Gartner is forecasting a 2.4 percent increase in global IT spending this year, amounting to $3.5 trillion, up from an anemic 0.3 percent growth last year. The big driver of growth is enterprise software spending, expected to jump 7.6 percent this year, hitting $351 billion, according to the market research and consulting company.
"We're getting to the post-modern ERP systems, we're replacing and wrapping existing systems with cloud, and CRM (customer relationship management) is growing gangbusters because CRM is easy to bring on in a cloud offering," said John-David Lovelock, research vice president at Gartner.
Spending on CRM in some countries is expected to rise by 35 percent this year, Lovelock said.
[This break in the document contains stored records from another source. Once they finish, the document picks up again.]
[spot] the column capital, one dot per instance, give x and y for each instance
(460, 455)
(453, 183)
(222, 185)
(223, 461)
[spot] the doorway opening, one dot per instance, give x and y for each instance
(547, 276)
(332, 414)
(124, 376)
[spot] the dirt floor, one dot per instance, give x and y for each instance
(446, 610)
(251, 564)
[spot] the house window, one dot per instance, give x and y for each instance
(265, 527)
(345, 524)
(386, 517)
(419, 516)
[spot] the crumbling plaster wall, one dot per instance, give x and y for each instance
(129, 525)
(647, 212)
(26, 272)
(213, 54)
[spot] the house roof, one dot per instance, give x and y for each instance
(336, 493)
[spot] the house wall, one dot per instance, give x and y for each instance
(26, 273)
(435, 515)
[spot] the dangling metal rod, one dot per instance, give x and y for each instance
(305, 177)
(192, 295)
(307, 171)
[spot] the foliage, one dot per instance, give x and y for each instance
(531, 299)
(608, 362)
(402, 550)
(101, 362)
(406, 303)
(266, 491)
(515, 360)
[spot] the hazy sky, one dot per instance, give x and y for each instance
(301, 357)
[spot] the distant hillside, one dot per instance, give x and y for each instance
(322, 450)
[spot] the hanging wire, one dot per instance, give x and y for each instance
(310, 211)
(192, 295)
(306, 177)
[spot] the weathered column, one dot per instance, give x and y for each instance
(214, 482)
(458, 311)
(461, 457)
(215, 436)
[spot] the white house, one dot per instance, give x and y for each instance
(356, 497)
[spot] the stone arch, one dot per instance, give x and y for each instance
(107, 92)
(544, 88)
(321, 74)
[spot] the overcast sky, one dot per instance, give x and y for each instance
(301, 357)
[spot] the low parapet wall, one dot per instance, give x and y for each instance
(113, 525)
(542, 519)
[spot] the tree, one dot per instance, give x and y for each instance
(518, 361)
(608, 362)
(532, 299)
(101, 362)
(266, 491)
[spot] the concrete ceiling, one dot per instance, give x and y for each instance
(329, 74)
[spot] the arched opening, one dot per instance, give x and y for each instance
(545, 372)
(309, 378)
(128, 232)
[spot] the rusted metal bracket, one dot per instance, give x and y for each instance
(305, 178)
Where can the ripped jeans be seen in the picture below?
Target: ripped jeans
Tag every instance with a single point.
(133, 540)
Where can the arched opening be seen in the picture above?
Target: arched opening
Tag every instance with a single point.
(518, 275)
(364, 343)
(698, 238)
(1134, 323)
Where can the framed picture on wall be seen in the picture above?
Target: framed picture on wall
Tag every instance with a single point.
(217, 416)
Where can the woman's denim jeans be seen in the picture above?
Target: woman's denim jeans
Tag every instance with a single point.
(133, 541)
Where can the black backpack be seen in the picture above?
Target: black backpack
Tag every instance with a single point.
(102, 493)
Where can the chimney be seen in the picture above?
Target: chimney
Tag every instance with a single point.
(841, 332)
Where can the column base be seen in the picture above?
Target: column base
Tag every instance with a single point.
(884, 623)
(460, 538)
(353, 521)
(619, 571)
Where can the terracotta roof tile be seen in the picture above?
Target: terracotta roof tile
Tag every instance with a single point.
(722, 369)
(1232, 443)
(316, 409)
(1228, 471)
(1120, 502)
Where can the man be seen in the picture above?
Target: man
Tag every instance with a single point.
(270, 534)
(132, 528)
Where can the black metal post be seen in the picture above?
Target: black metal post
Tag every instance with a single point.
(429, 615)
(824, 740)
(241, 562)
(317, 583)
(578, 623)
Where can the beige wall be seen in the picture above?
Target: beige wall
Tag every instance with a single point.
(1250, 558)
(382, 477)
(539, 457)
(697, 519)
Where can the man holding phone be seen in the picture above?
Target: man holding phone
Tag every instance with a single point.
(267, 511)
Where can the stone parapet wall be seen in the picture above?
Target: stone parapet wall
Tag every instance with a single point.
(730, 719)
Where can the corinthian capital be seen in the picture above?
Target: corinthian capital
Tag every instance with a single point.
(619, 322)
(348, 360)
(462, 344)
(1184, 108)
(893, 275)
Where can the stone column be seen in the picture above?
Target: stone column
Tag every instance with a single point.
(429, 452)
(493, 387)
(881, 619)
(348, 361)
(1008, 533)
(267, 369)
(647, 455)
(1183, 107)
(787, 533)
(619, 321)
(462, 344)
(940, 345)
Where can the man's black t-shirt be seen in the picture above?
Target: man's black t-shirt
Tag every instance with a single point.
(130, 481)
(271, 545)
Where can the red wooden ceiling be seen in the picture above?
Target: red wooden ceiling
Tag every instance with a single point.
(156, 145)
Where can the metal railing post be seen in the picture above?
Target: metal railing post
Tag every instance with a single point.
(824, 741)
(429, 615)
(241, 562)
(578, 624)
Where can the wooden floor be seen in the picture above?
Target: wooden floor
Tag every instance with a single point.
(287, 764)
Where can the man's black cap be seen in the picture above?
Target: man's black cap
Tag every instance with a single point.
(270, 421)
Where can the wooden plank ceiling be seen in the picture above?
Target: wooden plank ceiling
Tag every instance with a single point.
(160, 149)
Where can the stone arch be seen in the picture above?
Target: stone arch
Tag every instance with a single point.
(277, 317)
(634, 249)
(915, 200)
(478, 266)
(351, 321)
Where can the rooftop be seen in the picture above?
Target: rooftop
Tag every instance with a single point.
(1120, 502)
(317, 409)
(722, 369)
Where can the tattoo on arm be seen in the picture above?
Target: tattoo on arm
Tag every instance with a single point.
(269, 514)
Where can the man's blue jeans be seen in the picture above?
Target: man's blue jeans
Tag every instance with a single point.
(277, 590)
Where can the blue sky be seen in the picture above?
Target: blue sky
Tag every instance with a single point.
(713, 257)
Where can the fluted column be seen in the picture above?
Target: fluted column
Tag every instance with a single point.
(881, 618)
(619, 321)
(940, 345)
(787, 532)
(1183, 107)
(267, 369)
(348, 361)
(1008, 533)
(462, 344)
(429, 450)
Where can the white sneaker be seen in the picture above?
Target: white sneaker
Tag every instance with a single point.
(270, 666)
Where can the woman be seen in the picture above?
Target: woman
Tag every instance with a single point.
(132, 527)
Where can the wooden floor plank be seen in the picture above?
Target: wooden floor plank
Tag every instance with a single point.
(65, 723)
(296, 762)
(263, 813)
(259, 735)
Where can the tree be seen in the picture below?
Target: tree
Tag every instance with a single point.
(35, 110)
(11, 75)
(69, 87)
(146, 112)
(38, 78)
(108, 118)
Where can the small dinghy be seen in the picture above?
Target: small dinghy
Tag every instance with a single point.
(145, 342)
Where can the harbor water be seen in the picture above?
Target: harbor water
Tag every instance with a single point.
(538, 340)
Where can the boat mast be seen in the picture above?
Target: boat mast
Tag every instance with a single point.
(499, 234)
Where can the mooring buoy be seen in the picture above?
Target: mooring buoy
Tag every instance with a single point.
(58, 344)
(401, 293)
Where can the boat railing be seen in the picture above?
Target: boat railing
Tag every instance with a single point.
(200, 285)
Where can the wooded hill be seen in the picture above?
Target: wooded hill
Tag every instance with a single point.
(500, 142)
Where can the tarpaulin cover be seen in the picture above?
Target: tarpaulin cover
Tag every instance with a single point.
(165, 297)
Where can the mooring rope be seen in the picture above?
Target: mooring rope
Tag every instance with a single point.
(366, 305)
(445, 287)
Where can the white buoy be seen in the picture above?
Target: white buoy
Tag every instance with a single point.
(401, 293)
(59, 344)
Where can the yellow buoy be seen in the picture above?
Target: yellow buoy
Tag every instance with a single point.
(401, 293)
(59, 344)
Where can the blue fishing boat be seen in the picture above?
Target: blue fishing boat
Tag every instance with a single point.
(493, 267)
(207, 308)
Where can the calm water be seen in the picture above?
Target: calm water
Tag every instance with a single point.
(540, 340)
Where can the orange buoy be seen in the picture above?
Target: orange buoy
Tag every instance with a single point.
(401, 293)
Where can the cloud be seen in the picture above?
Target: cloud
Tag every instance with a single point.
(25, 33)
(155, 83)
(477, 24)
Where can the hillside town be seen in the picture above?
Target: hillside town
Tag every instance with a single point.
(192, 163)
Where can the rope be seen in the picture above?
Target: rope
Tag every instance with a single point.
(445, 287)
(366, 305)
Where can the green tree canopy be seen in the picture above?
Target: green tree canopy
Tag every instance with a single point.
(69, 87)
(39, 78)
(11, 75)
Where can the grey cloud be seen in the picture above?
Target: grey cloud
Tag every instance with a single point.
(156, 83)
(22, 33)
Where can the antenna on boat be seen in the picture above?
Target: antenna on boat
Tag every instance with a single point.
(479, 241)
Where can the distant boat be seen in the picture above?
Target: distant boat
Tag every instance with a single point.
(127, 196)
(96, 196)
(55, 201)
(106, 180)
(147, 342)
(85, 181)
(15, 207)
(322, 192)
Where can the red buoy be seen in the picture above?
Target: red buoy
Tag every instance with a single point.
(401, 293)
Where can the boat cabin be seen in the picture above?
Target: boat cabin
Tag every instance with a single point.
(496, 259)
Overall, enterprises are expected to spend $30 billion on ERP and $39 billion on CRM systems.
Gartner's predictions for 2017 IT spending have gone up and down over the last few quarters, but most of the tweaks to its forecasts were due to fluctuations in the value of the dollar. (In constant currency terms, Gartner predicts IT spending growth this year to be 3.3 percent.)
Those fluctuations are not altering the fundamental trends in IT spending: As users hang on to their mobile phones for two, three or even four years, rather than refreshing them every year or so, the big driver for IT growth will be the digital transformation of businesses.
Digital business trends include the use of IoT infrastructure in manufacturing and blockchain technology in financial services and other industries, as well as "smart machines" in retail, Lovelock said.
But technology to drive digital transformation has not been commoditized yet, Lovelock noted. "You can get fragments but a lot of it is being written," he said.
Blockchain technology is being used to aggregate and transmit information about items on cargo ships, for example. "They are trying to do that in the blockchain environment -- all of that is being written; there are pieces of it out there but most of it is being written from scratch," Lovelock said.
"CIOs are going to have to become builders again," Lovelock said. "They're going to have to combine the existing software that’s out there with pieces that aren’t, in order to provide new products and offerings built on their intellectual property."
Banks, for example, can start offering services that analyze customer spending patterns and suggest ways of saving money.